Antes da eleição, o governo negou acusações de grupos de direitos humanos de que estava calando a oposição. Jornais deixaram de circular em abril e um jornalista que criticava o governo foi baleado na cabeça. Opositores foram presos acusados de incitar as diferenças étnicas ; que causaram o genocídio de 1994. Eles não obtiveram registro para concorrer.

Diferentemente de 2003, até agora, nesta eleição não foi registrada nenhuma ocorrência de violência.

Saiba mais sobre o genocídio em Ruanda:

Em 6 de abril de 1994, um avião que levava os presidentes de Ruanda, Juvenal Habyarimana, e do Burundi, Cyprien Ntaryamira, foi derrubado por um foguete nas proximidades do aeroporto de Kigali, capital ruandesa. Habyarimana, de origem Hutu, era acusado por integrantes de sua própria etnia de ter sido leniente ao assinar um acordo de paz com os opositores tutsis dois anos antes.

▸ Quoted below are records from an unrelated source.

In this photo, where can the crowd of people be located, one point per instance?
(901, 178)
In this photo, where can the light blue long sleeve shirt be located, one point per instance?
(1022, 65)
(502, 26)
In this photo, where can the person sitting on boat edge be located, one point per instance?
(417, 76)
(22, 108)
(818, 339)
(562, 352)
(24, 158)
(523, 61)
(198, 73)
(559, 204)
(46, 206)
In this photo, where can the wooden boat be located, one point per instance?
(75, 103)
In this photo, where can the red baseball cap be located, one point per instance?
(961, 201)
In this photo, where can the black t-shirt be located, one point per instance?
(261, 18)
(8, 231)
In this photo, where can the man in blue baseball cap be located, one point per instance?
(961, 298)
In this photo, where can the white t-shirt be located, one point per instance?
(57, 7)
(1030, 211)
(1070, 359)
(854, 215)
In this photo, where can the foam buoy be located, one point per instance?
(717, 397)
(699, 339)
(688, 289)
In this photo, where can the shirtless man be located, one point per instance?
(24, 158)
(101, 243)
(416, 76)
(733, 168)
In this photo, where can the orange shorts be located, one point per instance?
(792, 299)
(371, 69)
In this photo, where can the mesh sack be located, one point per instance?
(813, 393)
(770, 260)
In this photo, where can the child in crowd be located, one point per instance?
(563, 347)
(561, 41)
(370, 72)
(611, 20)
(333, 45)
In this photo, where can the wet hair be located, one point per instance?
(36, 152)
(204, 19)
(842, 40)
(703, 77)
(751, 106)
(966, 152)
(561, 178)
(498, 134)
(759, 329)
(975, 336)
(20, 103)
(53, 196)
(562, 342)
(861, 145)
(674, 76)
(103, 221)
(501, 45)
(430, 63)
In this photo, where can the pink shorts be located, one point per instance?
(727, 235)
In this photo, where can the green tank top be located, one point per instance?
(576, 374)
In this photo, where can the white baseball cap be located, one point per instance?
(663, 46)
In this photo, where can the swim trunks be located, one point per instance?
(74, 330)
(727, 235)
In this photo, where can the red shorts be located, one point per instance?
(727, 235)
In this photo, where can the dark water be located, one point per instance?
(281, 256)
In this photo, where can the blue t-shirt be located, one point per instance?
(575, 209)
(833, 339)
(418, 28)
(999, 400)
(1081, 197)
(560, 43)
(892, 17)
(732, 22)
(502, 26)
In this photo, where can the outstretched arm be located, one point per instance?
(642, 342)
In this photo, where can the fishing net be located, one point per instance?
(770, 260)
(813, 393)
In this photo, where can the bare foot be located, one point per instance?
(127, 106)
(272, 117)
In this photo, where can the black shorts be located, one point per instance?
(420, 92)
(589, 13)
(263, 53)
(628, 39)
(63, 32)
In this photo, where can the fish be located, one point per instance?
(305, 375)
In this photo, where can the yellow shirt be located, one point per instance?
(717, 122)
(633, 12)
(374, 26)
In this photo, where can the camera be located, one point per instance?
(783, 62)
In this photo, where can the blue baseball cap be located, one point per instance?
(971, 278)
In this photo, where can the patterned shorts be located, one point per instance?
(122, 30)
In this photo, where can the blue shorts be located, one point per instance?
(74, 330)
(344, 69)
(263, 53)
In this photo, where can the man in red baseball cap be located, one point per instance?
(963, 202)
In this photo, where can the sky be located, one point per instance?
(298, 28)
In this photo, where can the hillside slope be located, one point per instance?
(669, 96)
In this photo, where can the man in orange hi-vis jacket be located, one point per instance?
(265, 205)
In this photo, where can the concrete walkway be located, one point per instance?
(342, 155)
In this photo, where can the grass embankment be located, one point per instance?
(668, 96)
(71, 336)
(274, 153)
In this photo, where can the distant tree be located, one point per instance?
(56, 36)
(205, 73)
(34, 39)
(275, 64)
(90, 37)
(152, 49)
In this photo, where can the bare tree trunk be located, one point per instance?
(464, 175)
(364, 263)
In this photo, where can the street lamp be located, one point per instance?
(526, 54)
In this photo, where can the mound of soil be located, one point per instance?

O vácuo de poder foi ocupado pelo caos. Em pouco mais de três meses, cerca de 800 mil pessoas, a maioria tutsis (mas também hutus moderados) foram mortos. Entre as vítimas estavam, inclusive, governantes que tentavam acalmar a situação. Os assassinatos em série foram creditados aos hutus extremados e ao Exército.

A ordem voltou à força. Em julho de 1994, a Frente Patriótica Ruandesa (RPF), formada por tutsis refugiados nos países vizinhos e liderada por Paul Kagame, conseguiu dominar o exército de 400 mil hutus. Dois milhões de civis foram forçados a exilar-se nos vizinhos Burundi, Tanzânia e Zaire (hoje República Democrática do Congo).

Desde 1996, os líderes envolvidos no genocídio são julgados pelos crimes no Tribunal Internacional Criminal de Ruanda, instalado na Tanzânia. Em Ruanda, cerca de 1 milhão de pessoas enfrentam acusações em tribunais populares ; as guacacas. Em 2002, governo e oposição firmaram um termo de paz. No ano seguinte, houve a primeira eleição presidencial e Paul Kagame foi eleito com mais de 85% dos votos.